This page is a collection of links for help with using R, SAS, SPSS, and Stata. The guides are very "from-the-ground-up" and cover multiple topics, from the basics of getting data into the program to various common data-management tasks to introductory data analysis.
These guides generally focus on using syntax to work with and analyze data in statistical software. While there are learning curves of varying degrees of steepness with each of these applications, a syntax-based approach to working with data is a more robust and reproducible means of doing empirical analysis and is the flip side of proper citation with regard to the coin of transparency in quantitative research. Simply put, syntax is documentation that spells out what you did to process and analyze the data and produce your findings, and access to that syntax thus shows others how you got your results. Some journals such as the American Economic Review and the American Journal of Political Science even require submission of syntax for cleaning and analyzing data as part of their submission policies on data availability.

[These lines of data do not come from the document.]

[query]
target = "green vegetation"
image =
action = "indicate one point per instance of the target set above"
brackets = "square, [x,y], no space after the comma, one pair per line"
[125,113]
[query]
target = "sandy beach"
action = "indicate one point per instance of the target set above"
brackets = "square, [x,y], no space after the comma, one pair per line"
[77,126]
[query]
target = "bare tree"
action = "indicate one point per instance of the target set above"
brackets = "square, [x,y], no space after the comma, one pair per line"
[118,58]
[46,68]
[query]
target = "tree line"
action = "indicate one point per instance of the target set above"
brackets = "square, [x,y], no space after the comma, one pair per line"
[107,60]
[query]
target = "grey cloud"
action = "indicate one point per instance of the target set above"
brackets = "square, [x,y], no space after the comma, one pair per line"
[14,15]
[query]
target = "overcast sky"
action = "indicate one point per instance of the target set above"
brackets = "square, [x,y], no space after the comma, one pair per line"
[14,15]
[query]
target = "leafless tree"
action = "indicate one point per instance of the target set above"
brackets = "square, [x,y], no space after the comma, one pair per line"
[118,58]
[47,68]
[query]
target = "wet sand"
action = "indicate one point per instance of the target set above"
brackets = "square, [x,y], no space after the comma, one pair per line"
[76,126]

For additional guidance on working with data, see the following:
- "Coding for Economists" - An introduction to coding, using Python and focusing on Economics, but applicable more generally.
- "Data Organization in Spreadsheets" - Excellent guidance and suggestions for how to format spreadsheets for data analysis.
- "DIME Wiki" - The World Bank's Development Impact Evaluation group has a very extensive guide for data collection, management, and publication. The guide includes a handbook at https://worldbank.github.io/dime-data-handbook/ with additional guidance and recommendations. Many of the coding examples are Stata-specific, but the principles and recommendations are applicable more generally.
- "Stata for Researchers: Project Management" - Written for Stata users, but applicable more generally.
- The Teaching Integrity in Empirical Research Project's recommended specifications and processes for working with data.
- "Tidy Data" - Written for R users, but applicable more generally.